常犬丸の初陣を思い出して、しょぼたれた。
さて、攻撃対象の曲輪である。平城で、その名の通り小山氏の住居。住み心地を第一に考えて造られ、軍事目的のため増改築された祇園城・鷲城とは異なり、防衛能力は低い。堀も浅く塀の高さもおざなりで、国の中心らしく周囲には市街が形勢されている。
町内の人々は、進軍する今犬丸の軍勢を目にすると、巻き込まれるのを恐れて逃げまどった。
曲輪内の朝氏方も町民の騒ぎに気付き、小勢では戦っても不利とみたか邸を放棄する。軍勢が曲輪を囲み終えるころには、残存の兵は数騎ほど。彼らを討つなり生け捕るなりして戦闘は終結した。
野崎は勝ち鬨を上げさせる。
「考えたものだね」
今犬丸は子どもながらに感心した。
武将の栄誉として、今犬丸の初陣は何としてでも勝利で飾りたい。
絶対に勝つ戦さとして、曲輪の奪還戦が選択されたのだ。
「だけど、どうするの? こんなに簡単に奪えた城だもの。逆に守るのは大変じゃないの?」
今犬丸としては、単に野崎の揚げ足を取ろうとしての発言であるが、果たして、曲輪は攻めるに易し、守るに難し。戦時にあってお荷物となる城であった。
「殿は賢いですね」
野崎は今犬丸を成人として扱おうとしているのか、最近呼び方を『殿』と改めているが、それ以外は、全く子ども扱いである。
「曲輪は燃やしてしまいます」
「ええっ」
「この世にはあって困る存在、というものがあるのですよ。ならば、いっそ存在を消してしまうのが良策かと」
今犬丸は耳を疑ったが、固執すれば戦力を消耗し、放置すれば敵の拠点となる曲輪であった。

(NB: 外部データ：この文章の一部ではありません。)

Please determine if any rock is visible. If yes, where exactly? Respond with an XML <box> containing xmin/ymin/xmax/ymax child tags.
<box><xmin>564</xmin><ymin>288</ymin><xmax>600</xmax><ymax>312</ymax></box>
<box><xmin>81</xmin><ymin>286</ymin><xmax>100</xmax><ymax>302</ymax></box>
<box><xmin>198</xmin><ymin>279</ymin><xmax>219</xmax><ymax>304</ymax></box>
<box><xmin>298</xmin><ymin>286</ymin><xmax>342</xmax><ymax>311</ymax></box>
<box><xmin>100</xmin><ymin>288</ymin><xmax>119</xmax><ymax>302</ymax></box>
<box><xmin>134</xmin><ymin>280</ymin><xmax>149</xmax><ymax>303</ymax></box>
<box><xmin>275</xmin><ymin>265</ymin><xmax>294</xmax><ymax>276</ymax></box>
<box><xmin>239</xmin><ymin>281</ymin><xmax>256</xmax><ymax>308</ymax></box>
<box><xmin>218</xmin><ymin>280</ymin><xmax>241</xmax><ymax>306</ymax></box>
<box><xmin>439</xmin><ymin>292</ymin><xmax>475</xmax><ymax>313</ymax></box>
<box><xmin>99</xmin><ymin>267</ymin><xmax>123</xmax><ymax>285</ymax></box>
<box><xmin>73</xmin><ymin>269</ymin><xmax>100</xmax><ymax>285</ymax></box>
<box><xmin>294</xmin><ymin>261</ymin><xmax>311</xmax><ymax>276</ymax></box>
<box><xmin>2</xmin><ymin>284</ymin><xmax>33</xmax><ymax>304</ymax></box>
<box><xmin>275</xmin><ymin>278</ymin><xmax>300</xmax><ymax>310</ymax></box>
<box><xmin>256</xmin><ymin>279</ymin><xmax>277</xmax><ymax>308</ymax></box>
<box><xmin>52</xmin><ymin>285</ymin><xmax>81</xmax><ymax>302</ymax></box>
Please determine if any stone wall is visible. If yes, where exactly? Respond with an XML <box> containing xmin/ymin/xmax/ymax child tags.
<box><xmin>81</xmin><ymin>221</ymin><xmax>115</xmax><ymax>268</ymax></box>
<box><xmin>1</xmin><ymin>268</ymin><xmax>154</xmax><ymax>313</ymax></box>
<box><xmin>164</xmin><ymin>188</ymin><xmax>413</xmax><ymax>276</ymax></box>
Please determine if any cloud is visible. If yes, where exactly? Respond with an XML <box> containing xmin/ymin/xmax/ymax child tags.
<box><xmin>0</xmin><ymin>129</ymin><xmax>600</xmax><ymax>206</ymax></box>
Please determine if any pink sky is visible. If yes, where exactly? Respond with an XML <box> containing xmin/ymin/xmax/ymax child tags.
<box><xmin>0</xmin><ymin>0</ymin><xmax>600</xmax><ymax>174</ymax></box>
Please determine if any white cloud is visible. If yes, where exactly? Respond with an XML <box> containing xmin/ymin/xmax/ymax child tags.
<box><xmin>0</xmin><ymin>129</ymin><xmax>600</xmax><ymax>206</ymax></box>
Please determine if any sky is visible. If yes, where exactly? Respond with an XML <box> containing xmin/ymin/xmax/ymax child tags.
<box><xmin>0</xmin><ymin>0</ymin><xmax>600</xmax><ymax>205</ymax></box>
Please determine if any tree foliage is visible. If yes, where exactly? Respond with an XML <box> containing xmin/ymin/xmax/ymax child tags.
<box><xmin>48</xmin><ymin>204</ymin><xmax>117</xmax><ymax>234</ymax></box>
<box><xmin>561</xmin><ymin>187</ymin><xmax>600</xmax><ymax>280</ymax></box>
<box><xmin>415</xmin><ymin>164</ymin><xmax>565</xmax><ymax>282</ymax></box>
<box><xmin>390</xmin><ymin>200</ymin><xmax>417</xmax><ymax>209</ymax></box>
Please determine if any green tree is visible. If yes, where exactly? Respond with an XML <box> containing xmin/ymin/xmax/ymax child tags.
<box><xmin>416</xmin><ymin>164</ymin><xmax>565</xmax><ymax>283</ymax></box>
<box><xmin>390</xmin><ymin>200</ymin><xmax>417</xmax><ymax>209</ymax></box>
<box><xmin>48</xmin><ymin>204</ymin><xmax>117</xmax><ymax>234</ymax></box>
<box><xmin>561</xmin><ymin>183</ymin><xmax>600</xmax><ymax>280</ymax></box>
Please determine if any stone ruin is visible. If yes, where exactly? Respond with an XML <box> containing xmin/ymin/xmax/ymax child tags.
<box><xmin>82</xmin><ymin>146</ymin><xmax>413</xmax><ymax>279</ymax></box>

なるほど、野崎の言うことは正しい。けれど、この曲輪は兄弟の思い出の家なのだ。二人が仲睦ましく一番楽しかったころの。その名のとおり子犬のようにじゃれ合っていた記憶が染みついている。
今犬丸は胸が締め付けられそうになった。
しかし、そんな甘ったるい感傷を挟む余地はないのだ。
「わかったよ。野崎の思うとおりにしてくれ」
野崎は主に一礼すると、てきぱきと放火の指示を出す。
「大丈夫かしら。町家に焼けうつったりしない?」
「それは町人たちが考えるべきことです」
文字通り、降りかかる火の粉は己れらで払えと。
――曲輪だけでなく街まで失うことになったらどうしよう。
ぐずぐずと涙ぐむ今犬丸に、野崎は仕方なく言葉を加えた。
「屋敷と町人たちの家は間隔が空いています。類焼する可能性は低いかと」
――それだって、燃やされるところなんて見てられないよ。
今犬丸は、火をかけられる前に、曲輪を背にした。
燃え盛る炎や、木材のはじける音、
煙と煤に追い立てられるようにして。
けれど、途中、思い直して後ろを振り返る。
屋敷からは濛々と黒煙が噴き上がっていた。
「殿?」
怪訝な顔で野崎が見上げる。
「本当はね。もっと間近で、もっと正面から観るべきものなんだろうけど」
武将として。戦いの責任者として。
――だけど今は、ここから見守ることで許してほしい。
崩れ落ちる曲輪を遠くに、今犬丸は涙をこらえた。